Retention Time Alignment Poorly Regularized Under Some Conditions

jmmitc06 commented 1 year ago

Here is the retention time alignment plot from a recent experiment (RP - pellets, Morphic):

And another with HILIC+ pellets:

Most of the zig-zaggy chaotic regression lines are blanks, but it occassionally with 'real' samples as well. Suspect peak density is a factor here. Unclear if this has a major impact on results or not, especially with filtering.

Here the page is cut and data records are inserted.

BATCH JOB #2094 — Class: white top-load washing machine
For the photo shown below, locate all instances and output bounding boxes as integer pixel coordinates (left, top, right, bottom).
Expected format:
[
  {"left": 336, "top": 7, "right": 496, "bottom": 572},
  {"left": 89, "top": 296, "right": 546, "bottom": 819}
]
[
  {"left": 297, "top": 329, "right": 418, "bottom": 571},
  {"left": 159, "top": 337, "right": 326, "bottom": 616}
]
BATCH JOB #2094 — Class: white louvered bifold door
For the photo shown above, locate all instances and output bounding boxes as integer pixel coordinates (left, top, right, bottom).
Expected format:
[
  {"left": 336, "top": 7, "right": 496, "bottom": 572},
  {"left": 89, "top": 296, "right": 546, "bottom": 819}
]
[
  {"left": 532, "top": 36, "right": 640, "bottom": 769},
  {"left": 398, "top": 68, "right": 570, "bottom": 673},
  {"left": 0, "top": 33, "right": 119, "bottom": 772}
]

jmmitc06 commented 1 year ago

Some initial thoughts:

the anchoring at the beginning and end of the chromatograms does prevent "blowing up" but also a more regularized model should not have this problem anyways.
I'm surprised we get the zig-zag behavior with lowess, need to find some examples and investigate further. Maybe some sets of peaks are shifted more severely while the overall chromatogram is shifted less. If that occurs, there is not an easy fix.
I think it is unlikely but maybe the rules for selecting anchors are not strict enough and we are picking up noise sometimes and aligning junk peaks in some samples.
Currently the criteria for selecting reference peaks considers m-selectivity but I did not see an explicit check on c-selectivity. Maybe we need both.

@amnahsiddiqa, if you have ideas for better options than LOWESS, I would like to discuss with you. It would be my 'go-to' method as well but maybe if we put our heads together we can think of something.

shuzhao-li commented 1 year ago

Were the plots based on chromatograms.rt_lowess_calibration_debug or different code?

The RT mapping dictionaries only record values that differ btw two samples. I think rt_lowess_calibration_debug does the right plot.

jmmitc06 commented 1 year ago

These plots were generated using asari dashboard.

I can run it in debug mode and see if the same behavior occurs.

jmmitc06 commented 1 year ago

This issue, while not completely solved, has been partially mitigated by adding a threshold on max RT delta between peaks for alignment and by adding the option to do multiple lowess iterations. The first prevents severe outliers while multiple iterations does improve regularization.

Alignment of blanks remains problematic but likely has no easy solution at this time.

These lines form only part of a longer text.